Eleanor negó con la cabeza, aunque sentía dolor en todo el cuerpo.
—¿Quiénes sois? —preguntó Aidan, cruzándose de brazos, aún alerta. Este no es un camino para damas solas.
Lillian iba a responder, pero Eleanor la detuvo con un gesto.
—Somos viajeras —dijo Eleanor, manteniendo la compostura. Nos dirigimos al norte.
Caelan frunció el ceño. Su acento era inglés. Demasiado refinado para ser plebeya. Pero no dijo nada.
—Este bosque está lleno de escoria —dijo Aidan, señalando a los bandidos. Es una suerte que os hayamos oído.
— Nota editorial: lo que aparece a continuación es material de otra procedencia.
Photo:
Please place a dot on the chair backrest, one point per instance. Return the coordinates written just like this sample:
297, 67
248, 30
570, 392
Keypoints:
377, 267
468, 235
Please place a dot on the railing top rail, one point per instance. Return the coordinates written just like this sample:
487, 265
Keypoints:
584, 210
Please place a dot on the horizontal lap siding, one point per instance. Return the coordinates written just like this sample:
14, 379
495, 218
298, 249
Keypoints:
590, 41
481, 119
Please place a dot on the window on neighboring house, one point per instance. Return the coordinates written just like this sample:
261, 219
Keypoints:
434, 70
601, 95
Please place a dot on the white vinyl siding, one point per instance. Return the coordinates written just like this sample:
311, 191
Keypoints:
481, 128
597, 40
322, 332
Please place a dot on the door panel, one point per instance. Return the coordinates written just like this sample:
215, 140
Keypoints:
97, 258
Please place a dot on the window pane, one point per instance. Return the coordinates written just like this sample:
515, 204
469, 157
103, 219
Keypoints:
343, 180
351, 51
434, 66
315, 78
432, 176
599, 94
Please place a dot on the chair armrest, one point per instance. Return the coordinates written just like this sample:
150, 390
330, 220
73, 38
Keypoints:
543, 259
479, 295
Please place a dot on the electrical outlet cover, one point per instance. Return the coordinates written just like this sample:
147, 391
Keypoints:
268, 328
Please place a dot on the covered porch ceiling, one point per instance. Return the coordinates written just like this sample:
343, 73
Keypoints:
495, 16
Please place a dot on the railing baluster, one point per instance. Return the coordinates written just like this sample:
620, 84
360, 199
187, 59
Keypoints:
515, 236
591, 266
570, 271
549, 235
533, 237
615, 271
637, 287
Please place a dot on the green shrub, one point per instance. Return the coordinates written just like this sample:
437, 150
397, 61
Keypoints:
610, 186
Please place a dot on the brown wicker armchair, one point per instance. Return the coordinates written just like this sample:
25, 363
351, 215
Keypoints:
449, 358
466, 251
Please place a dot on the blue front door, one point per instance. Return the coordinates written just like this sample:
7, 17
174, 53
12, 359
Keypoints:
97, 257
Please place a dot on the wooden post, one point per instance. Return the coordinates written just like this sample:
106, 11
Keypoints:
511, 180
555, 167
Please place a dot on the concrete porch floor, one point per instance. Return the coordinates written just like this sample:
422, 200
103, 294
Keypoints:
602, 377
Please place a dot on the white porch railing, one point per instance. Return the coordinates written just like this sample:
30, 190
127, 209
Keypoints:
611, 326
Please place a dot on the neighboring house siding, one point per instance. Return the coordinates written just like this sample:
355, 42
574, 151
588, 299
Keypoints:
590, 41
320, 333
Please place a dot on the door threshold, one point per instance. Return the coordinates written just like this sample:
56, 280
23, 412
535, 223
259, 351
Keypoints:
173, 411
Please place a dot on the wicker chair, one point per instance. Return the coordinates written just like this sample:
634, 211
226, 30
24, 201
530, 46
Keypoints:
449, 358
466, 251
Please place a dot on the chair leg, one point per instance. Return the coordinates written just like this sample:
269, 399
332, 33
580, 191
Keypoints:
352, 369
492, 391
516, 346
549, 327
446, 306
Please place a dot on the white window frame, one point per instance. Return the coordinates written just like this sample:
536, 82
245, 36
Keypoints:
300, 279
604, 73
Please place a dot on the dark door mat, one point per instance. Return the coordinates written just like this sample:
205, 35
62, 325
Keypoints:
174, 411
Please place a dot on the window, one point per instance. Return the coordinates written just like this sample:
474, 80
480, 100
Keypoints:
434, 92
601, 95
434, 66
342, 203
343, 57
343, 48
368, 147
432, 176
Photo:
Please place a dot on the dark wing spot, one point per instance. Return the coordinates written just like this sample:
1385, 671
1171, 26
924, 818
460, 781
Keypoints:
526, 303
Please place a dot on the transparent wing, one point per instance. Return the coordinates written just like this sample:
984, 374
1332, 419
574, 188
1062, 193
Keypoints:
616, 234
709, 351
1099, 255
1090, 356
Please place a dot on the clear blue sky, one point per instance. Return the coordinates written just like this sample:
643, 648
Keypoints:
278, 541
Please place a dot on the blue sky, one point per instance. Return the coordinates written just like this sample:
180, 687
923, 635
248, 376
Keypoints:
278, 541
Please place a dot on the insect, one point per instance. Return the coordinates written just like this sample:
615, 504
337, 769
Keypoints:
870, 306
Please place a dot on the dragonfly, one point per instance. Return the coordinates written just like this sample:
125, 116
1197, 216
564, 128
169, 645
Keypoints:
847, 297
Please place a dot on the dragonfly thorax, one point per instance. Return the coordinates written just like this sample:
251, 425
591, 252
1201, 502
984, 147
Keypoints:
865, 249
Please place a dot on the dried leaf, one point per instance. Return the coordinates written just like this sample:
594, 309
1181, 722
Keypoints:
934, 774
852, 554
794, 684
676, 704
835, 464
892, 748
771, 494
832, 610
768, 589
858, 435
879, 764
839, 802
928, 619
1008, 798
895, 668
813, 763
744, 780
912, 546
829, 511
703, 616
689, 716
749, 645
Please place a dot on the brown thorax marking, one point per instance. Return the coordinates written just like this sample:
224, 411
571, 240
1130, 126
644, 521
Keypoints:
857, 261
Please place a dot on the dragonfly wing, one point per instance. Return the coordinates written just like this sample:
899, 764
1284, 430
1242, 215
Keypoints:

—Una suerte, sí —murmuró Eleanor, clavando la mirada en el escocés. Sus ojos eran intensos, y la cicatriz sobre su ceja izquierda lo hacía parecer aún más fiero.
Caelan sostenía su mirada, intrigado. Había una fuerza inesperada en esa mujer inglesa. No era una dama indefensa, aunque claramente estaba fuera de su elemento.
—No podéis seguir solas —dijo finalmente. A esta hora, ni siquiera los cuervos os perdonarían.
Lillian habló por fin.
—Sois… soldados
Caelan intercambió una mirada rápida con Aidan. Era mejor no revelar demasiado.
—Guerreros de mi clan —respondió. Viajamos al norte, a ver al rey.
—¿El rey de Escocia?
—¿Acaso hay otro?
Aidan soltó una risa.
—¿Cuál es vuestro nombre? —preguntó Caelan, dirigiéndose a Eleanor.
Ella dudó. Podía mentir. Pero algo en su voz… en su forma de hablar…
—Eleanor —respondió Y esta es Lillian.
Caelan asintió. Luego hizo un gesto a uno de sus hombres, que desmontó y sacó una manta de su alforja.
—Os llevaremos hasta un lugar seguro esta noche. Mañana… veremos.
Eleanor dudó. ¿Podía confiar en ellos? ¿En ese escocés que parecía tan fiero como protector?
Pero cuando sus miradas se cruzaron de nuevo, supo que algo había cambiado. No solo en su noche… sino en su historia.